If an existing test machine is in need of service, there may well be problems. It all depends on what is wrong.
The computers used to control the machines are now getting quite old and unreliable. In particular, the hard disks are getting quite flaky. It is of vital importance that the software be backed up so that in the event of a hard disk crash it may be replaced without difficulty.
The most important file is the configuration file, normally "machine.cfg", which contains details of the attached machine (including, with issue 7, the calibration factors). Also of value are all regularly used test procedures and archived data files. If this information has been saved, then I can normally rescue the situation. To be safe, however, I would recommend you keep a copy of
- the AUTOEXEC.BAT, CONFIG.SYS and NENE.BAT files in the root directory
- the entire content of the working directory (usually C:\NENEX)
- the C:\PCAD directory, if PCAD is used as a printer driver
- the C:\XTGOLD directory, if Xtree Gold is used for disk maintenance
Apart from the few USB machines, all DN products require a computer fitted with an ISA bus. Such computers are now obsolete, but there is still one manufacturer, Captec, that, I believe, still manufacture suitable computers, though I understand that some of the chips required are becoming obsolete.
Issues 6 and 7 (DOS) require Windows ME or earlier, whereas Windows software requires Windows 2000 or later.
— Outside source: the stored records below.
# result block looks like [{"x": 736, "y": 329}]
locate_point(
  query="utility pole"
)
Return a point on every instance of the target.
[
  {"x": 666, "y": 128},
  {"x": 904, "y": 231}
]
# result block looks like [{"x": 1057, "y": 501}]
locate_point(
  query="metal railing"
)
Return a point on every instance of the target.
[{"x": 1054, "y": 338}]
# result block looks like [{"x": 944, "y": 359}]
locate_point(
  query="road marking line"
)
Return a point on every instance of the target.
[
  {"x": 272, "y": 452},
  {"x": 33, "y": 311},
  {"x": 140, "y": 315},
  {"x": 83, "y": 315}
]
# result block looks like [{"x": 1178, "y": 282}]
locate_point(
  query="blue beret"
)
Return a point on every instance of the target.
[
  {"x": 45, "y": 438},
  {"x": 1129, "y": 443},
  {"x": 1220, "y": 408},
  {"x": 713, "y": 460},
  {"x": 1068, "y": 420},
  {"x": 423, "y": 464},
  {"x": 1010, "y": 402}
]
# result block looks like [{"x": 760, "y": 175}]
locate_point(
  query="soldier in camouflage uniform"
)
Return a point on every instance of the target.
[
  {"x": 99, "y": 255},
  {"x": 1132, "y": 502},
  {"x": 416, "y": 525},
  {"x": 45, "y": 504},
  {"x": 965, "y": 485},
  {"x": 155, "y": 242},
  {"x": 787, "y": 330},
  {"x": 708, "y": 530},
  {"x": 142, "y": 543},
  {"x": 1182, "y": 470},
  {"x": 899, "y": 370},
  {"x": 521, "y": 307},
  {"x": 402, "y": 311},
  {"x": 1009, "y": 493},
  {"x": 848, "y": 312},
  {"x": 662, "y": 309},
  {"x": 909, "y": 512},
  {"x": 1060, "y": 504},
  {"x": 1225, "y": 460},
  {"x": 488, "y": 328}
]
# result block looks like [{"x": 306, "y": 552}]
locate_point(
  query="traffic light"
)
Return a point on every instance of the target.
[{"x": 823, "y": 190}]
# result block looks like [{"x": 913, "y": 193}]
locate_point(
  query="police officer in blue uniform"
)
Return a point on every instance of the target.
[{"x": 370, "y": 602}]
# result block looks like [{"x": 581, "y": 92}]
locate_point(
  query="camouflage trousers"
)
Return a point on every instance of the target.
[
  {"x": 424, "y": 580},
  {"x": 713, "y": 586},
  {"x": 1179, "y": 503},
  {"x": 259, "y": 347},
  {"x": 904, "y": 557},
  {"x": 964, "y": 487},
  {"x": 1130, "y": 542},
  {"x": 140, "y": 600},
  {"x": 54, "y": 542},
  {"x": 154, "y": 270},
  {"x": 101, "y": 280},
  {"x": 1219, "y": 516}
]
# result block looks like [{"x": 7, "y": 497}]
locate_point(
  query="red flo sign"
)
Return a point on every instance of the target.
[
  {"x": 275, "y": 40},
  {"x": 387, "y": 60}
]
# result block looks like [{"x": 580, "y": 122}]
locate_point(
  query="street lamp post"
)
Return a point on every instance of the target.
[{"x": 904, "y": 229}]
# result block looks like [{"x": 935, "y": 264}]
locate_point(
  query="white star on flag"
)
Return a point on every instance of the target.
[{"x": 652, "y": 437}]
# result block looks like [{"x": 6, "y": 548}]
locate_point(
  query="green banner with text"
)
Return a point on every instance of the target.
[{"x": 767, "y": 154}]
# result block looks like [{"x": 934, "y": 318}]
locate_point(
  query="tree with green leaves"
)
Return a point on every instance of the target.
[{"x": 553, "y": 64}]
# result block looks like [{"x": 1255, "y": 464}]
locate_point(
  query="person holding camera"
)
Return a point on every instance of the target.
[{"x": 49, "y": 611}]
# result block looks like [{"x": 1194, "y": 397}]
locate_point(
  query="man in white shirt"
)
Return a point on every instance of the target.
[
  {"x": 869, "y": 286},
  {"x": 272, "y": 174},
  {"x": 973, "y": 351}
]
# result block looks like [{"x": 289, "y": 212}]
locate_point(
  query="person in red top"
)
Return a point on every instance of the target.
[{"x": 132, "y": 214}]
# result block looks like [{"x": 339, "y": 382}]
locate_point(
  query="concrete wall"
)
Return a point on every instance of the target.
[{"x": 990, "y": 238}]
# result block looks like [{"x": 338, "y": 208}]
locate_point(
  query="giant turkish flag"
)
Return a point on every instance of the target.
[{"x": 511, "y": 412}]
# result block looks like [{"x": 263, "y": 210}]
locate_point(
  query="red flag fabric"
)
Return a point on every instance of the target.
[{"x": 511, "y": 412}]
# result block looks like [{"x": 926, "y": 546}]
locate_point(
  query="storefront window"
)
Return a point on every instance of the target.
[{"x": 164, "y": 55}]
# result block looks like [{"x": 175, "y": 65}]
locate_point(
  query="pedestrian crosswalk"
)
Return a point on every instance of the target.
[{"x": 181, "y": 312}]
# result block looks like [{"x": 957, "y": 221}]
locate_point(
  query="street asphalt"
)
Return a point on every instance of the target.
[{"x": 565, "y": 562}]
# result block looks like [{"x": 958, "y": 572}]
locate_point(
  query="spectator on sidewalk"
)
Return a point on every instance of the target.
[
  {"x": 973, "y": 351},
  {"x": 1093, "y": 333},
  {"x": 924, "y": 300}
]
It makes sense to try and repair the computer if possible. Do not throw out old computers, you may later regret it. Often a working computer can be put together out of two duds. The DOS software runs fast, as it is not encumbered by Windows; even a '386 will run it satisfactorily.
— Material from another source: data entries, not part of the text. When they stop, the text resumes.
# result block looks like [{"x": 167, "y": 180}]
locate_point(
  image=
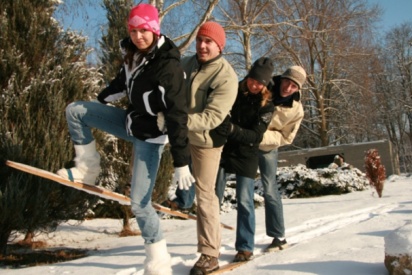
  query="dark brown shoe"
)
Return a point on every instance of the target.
[
  {"x": 243, "y": 256},
  {"x": 205, "y": 265}
]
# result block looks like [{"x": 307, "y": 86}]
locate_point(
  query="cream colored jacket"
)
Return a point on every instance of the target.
[
  {"x": 283, "y": 127},
  {"x": 212, "y": 91}
]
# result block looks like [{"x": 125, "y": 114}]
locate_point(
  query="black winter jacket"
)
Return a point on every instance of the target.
[
  {"x": 250, "y": 121},
  {"x": 156, "y": 85}
]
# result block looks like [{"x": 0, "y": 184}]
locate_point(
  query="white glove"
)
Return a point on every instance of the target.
[
  {"x": 161, "y": 122},
  {"x": 183, "y": 177}
]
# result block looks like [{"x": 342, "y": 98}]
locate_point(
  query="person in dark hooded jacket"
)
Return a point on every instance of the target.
[
  {"x": 153, "y": 81},
  {"x": 250, "y": 117}
]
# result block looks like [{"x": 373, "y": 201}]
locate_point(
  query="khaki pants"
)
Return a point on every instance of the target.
[{"x": 205, "y": 164}]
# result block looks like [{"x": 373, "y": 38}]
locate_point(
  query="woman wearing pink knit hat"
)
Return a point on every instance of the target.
[{"x": 153, "y": 81}]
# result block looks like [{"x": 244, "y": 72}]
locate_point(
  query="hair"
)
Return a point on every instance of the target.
[
  {"x": 131, "y": 50},
  {"x": 265, "y": 92}
]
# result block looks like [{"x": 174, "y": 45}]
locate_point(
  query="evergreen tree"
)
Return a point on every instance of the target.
[{"x": 42, "y": 70}]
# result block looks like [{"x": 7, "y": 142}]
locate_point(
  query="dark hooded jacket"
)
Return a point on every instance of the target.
[
  {"x": 155, "y": 85},
  {"x": 250, "y": 121}
]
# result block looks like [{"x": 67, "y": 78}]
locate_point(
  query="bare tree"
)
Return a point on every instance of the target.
[
  {"x": 331, "y": 40},
  {"x": 393, "y": 90}
]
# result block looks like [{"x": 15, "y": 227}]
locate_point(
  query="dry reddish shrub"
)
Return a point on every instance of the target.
[{"x": 375, "y": 171}]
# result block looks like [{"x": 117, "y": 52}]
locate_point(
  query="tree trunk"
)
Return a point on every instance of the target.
[{"x": 4, "y": 237}]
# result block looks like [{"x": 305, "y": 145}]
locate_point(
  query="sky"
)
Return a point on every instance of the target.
[
  {"x": 340, "y": 235},
  {"x": 395, "y": 12},
  {"x": 90, "y": 18}
]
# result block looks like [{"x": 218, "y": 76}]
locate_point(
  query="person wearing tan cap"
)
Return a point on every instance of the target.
[
  {"x": 212, "y": 89},
  {"x": 281, "y": 131}
]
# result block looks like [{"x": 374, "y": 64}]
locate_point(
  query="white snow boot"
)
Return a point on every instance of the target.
[
  {"x": 158, "y": 260},
  {"x": 87, "y": 165}
]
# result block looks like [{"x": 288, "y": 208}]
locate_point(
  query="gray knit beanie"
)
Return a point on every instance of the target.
[
  {"x": 297, "y": 74},
  {"x": 262, "y": 70}
]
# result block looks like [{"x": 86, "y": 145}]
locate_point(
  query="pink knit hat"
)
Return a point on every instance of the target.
[
  {"x": 215, "y": 32},
  {"x": 144, "y": 16}
]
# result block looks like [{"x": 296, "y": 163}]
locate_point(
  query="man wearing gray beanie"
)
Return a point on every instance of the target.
[{"x": 281, "y": 131}]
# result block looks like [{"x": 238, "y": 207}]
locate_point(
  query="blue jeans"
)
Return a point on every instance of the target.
[
  {"x": 81, "y": 117},
  {"x": 246, "y": 221},
  {"x": 268, "y": 163}
]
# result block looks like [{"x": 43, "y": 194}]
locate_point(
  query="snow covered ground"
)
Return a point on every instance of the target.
[{"x": 328, "y": 235}]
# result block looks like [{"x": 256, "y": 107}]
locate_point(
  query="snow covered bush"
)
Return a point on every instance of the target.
[{"x": 301, "y": 182}]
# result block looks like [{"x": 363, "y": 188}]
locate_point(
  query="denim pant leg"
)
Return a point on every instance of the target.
[
  {"x": 145, "y": 165},
  {"x": 81, "y": 116},
  {"x": 275, "y": 226},
  {"x": 245, "y": 228}
]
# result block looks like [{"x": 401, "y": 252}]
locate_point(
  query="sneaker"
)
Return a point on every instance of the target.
[
  {"x": 205, "y": 265},
  {"x": 243, "y": 256},
  {"x": 277, "y": 245}
]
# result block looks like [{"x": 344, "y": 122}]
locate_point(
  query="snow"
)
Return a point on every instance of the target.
[{"x": 342, "y": 234}]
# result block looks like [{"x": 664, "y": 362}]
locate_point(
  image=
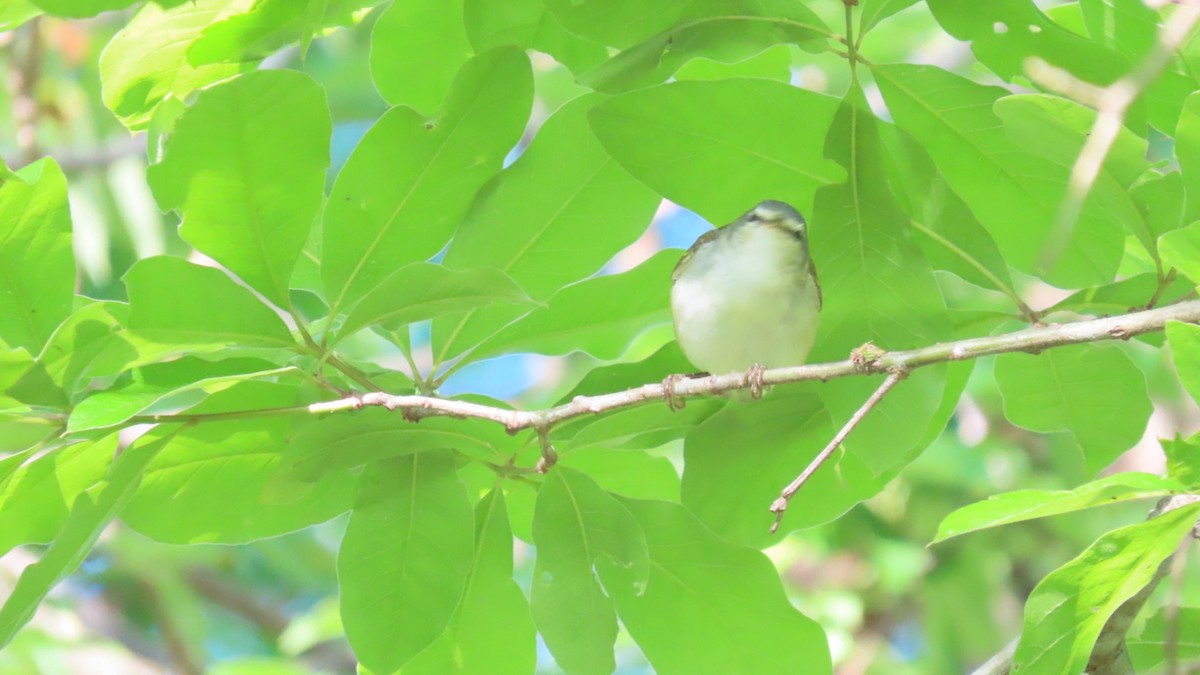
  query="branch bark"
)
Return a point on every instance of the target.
[{"x": 1032, "y": 340}]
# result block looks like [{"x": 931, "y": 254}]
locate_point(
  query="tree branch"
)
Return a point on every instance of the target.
[
  {"x": 1032, "y": 340},
  {"x": 1111, "y": 103},
  {"x": 779, "y": 506}
]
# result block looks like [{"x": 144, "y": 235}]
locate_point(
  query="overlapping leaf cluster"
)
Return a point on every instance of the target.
[{"x": 959, "y": 178}]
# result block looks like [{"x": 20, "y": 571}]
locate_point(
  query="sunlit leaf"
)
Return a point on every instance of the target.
[
  {"x": 1069, "y": 607},
  {"x": 246, "y": 168},
  {"x": 412, "y": 178},
  {"x": 1029, "y": 505},
  {"x": 694, "y": 143},
  {"x": 35, "y": 255},
  {"x": 406, "y": 557}
]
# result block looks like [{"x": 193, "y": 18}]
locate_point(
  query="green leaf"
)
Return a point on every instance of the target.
[
  {"x": 575, "y": 525},
  {"x": 1161, "y": 201},
  {"x": 712, "y": 607},
  {"x": 628, "y": 473},
  {"x": 600, "y": 316},
  {"x": 165, "y": 382},
  {"x": 1185, "y": 340},
  {"x": 725, "y": 33},
  {"x": 877, "y": 287},
  {"x": 1069, "y": 607},
  {"x": 737, "y": 461},
  {"x": 36, "y": 263},
  {"x": 90, "y": 514},
  {"x": 145, "y": 63},
  {"x": 269, "y": 25},
  {"x": 1029, "y": 505},
  {"x": 81, "y": 9},
  {"x": 942, "y": 225},
  {"x": 246, "y": 167},
  {"x": 1187, "y": 151},
  {"x": 179, "y": 303},
  {"x": 411, "y": 179},
  {"x": 1014, "y": 193},
  {"x": 876, "y": 11},
  {"x": 16, "y": 12},
  {"x": 1005, "y": 33},
  {"x": 1181, "y": 250},
  {"x": 1182, "y": 460},
  {"x": 1150, "y": 647},
  {"x": 556, "y": 216},
  {"x": 694, "y": 143},
  {"x": 1056, "y": 130},
  {"x": 1077, "y": 388},
  {"x": 491, "y": 631},
  {"x": 415, "y": 51},
  {"x": 532, "y": 25},
  {"x": 342, "y": 442},
  {"x": 192, "y": 494},
  {"x": 421, "y": 291},
  {"x": 405, "y": 559},
  {"x": 36, "y": 496}
]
The electronics of DN machines is usually very reliable. It is quite infrequent, but not unknown, for chips to fail. There may well be a few spare boards knocking around in various locations, or failed boards may be repaired by an expert.
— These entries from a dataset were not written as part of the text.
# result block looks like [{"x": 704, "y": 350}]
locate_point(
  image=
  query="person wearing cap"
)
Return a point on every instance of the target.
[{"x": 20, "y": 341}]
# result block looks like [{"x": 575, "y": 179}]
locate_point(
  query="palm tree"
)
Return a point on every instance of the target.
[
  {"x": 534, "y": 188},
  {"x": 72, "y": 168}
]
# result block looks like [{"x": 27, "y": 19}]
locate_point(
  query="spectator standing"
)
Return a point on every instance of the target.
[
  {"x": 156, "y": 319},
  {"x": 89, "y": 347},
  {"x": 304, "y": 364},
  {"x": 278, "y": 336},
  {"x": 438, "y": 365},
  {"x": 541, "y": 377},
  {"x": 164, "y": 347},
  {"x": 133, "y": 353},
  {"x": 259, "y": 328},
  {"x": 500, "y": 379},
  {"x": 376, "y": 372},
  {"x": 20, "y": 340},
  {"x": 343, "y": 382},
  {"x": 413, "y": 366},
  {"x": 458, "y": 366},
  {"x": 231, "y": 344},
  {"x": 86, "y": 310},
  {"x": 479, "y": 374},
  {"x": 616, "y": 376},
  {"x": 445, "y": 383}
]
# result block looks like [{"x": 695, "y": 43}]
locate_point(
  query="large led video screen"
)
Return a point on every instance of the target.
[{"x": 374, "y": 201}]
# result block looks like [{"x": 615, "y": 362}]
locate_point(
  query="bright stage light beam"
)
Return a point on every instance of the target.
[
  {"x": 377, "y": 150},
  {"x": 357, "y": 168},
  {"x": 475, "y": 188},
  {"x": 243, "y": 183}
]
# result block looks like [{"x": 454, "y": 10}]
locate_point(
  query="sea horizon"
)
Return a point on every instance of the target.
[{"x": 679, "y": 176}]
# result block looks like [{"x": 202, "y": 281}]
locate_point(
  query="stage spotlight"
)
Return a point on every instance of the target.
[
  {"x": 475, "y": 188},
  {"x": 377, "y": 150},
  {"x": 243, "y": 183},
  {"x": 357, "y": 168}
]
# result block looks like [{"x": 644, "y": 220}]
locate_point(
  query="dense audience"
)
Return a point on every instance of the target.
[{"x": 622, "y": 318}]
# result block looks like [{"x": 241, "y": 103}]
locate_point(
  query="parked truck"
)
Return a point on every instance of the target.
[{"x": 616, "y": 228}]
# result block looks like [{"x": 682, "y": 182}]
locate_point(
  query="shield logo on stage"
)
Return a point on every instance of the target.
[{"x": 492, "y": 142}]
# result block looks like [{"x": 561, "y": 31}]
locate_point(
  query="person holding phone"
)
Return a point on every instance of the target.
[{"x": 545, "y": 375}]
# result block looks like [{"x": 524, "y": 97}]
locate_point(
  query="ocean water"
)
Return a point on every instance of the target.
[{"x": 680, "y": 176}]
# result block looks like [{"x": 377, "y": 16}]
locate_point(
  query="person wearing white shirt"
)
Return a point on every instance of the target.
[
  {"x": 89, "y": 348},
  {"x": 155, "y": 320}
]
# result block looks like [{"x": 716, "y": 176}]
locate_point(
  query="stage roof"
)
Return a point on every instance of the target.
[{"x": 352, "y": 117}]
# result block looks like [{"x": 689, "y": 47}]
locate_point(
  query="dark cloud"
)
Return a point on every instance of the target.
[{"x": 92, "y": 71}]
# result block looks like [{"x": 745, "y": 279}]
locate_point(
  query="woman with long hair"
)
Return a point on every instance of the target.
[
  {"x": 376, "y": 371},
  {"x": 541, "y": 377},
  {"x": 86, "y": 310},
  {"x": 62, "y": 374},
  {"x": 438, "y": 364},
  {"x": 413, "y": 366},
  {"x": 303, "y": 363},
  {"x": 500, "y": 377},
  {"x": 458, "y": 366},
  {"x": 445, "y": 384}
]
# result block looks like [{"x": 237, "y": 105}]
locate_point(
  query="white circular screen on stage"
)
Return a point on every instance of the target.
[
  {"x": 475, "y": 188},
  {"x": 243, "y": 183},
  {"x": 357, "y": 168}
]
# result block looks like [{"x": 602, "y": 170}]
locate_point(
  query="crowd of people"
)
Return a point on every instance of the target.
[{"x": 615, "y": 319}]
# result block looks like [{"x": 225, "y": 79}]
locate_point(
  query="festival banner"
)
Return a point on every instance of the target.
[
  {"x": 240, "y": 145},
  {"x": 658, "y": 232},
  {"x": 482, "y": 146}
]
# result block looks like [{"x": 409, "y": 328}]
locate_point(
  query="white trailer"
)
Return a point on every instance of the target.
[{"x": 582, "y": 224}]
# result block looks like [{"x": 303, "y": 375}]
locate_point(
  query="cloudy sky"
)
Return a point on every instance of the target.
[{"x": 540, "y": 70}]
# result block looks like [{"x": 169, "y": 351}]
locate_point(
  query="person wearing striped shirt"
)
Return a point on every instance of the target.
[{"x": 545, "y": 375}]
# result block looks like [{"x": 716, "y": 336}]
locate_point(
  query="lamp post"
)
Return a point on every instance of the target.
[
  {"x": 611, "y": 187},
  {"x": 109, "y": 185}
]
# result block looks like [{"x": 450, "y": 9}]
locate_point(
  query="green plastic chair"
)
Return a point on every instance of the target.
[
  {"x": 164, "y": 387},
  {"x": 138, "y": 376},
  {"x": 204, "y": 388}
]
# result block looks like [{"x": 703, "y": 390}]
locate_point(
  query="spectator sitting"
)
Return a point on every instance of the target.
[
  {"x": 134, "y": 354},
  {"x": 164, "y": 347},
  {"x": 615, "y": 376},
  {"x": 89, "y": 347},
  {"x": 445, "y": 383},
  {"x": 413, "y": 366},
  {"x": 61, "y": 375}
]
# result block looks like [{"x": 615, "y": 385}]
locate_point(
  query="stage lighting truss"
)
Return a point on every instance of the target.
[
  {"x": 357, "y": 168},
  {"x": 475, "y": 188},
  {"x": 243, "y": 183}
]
A more frequent cause of failure is wires becoming disconnected in the plug connecting the cable to the computer interface card. Fortunately, this is usually easy to spot and fix.
In hydraulic machines, faults are often caused by sticking hydraulic valves and relays. This is normally within the competence of a maintenance department.
Screw machines rarely require maintenance and will perform for years without attention. Some early machines were fitted with grease nipples to lubricate the thrust bearings and lead screws, which perhaps should receive attention from time to time.
Hydraulic machines should have the hydraulic pump system serviced regularly, at least once a year. The oil should be inspected regularly and replaced if it is showing sign of degradation, and the filters (there is normally one on the frame and one on the pump) replaced.
The load cell of a test machine, and the stroke transducer of a hydraulic machine, should be calibrated yearly to ensure continuing accuracy. Many calibration agencies are familiar with DN machines, but there is a procedure in the Downloads screen.